Ahead of the Super Bowl this Sunday, advertisers have spent a new record of £306 million for 30 second TV ad slots during the game, with more fans watching these ads online.
The report, from video creation platform Wochit, indicates that almost 112 million people tuned in the final last year, but 3.96 million live-streamed the game.
• Advertisers have spend record £306 million for a 30 second TV ad slots during the Super Bowl
• Almost 112 million people tuned in last year, but 3.96 million live-streamed the game
• Recent Newcastle Brown Ale campaign racked up 10 million views through videos parodying the ad they would’ve made if they could have afforded the air time
Dror Ginzberg, Co-Founder & CEO of Wochit said: “Securing a half-time TV ad slot during the Super Bowl is one of the most coveted opportunities in advertising, with a captive audience of almost 112 million people tuning in last year. Despite a 30-second slot costing a staggering £3.9 million, up from £3.8 million last year, many brands look to spend an additional quarter of their investment on marketing their ad to ensure that its seen as widely as possible.”

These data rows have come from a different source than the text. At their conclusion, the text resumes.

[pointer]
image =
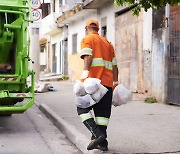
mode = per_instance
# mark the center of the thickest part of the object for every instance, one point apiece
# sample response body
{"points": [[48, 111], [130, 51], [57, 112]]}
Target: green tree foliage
{"points": [[145, 4]]}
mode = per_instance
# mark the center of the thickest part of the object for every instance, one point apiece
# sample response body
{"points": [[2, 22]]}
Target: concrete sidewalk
{"points": [[136, 127]]}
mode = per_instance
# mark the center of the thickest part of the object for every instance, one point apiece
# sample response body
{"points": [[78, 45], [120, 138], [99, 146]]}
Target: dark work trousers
{"points": [[101, 109]]}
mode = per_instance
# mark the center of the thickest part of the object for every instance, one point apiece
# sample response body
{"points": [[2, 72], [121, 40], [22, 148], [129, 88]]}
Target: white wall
{"points": [[55, 39], [147, 30], [78, 27], [109, 12]]}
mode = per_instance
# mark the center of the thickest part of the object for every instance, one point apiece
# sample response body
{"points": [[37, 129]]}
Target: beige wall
{"points": [[75, 64]]}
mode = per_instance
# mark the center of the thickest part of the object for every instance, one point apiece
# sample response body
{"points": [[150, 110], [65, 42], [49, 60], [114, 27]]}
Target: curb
{"points": [[76, 137]]}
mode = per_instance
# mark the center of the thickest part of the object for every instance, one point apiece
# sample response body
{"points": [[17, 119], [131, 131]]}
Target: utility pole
{"points": [[34, 37]]}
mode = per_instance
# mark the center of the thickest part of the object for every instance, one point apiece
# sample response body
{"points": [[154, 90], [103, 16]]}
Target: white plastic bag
{"points": [[84, 101], [121, 95], [79, 89], [99, 94], [91, 85]]}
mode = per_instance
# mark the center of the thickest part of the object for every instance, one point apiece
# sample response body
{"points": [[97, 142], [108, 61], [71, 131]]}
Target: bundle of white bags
{"points": [[121, 95], [89, 92]]}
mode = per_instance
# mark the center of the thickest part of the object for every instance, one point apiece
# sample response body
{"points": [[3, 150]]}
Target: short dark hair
{"points": [[94, 27]]}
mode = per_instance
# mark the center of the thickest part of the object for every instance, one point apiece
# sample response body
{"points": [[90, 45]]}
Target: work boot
{"points": [[103, 146], [96, 132], [95, 143]]}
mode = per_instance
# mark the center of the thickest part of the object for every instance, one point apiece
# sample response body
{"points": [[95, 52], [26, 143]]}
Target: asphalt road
{"points": [[32, 133]]}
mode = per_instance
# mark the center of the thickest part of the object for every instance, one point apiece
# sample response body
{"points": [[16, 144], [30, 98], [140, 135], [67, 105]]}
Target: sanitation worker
{"points": [[99, 62]]}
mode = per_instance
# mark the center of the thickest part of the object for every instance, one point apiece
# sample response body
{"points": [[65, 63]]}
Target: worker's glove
{"points": [[84, 75], [115, 83]]}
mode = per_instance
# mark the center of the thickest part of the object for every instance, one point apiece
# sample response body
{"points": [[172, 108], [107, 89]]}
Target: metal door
{"points": [[174, 57]]}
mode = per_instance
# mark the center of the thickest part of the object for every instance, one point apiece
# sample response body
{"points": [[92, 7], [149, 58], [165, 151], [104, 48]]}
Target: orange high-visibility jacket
{"points": [[103, 57]]}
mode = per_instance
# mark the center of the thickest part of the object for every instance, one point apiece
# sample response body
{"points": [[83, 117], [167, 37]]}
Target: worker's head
{"points": [[92, 25]]}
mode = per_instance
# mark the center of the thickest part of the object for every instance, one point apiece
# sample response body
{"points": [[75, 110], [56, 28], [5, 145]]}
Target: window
{"points": [[158, 18], [46, 10], [74, 43], [104, 27], [104, 31]]}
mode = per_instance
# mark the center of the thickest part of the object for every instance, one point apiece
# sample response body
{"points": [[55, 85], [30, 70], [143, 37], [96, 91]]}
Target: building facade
{"points": [[142, 45]]}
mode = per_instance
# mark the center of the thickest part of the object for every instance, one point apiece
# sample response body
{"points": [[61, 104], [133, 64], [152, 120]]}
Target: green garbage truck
{"points": [[16, 80]]}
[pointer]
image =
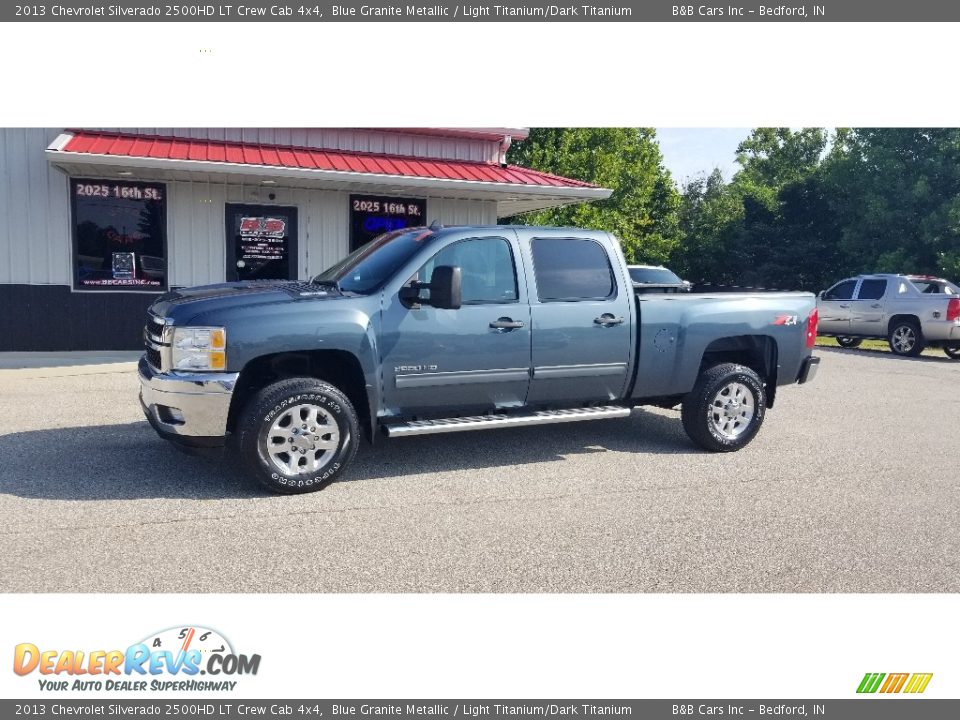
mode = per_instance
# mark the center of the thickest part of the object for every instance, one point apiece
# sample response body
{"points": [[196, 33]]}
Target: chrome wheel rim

“A record £306 million is being spent by advertisers for these TV spots this year, so it’s no surprise that many of them are looking to get the biggest bang for their buck by releasing their ads online. Considering that 31% of people plan to watch the Super Bowl ads online before the game it’s clear consumers love these ads as they have generated millions of views already. In addition to this, viewers are moving online, as last year a record breaking number of viewers, 3.96 million, live-streamed the event.”
“Some brands have adopted new strategies to capture this audience, without spending huge amounts of money. The one that remains most notable,and they have the awards to show for it, is Newcastle Brown Ale. For the Super Bowl in 2014, the brand published a series of online videos featuring the ad they would’ve made if they could have afforded the air time. The series racked up 10 million views and remains an example for brands that you need not spend millions on a 30 second TV segment, and that online video can be as, or even more effective than TV advertising, making it a touchdown for fans.”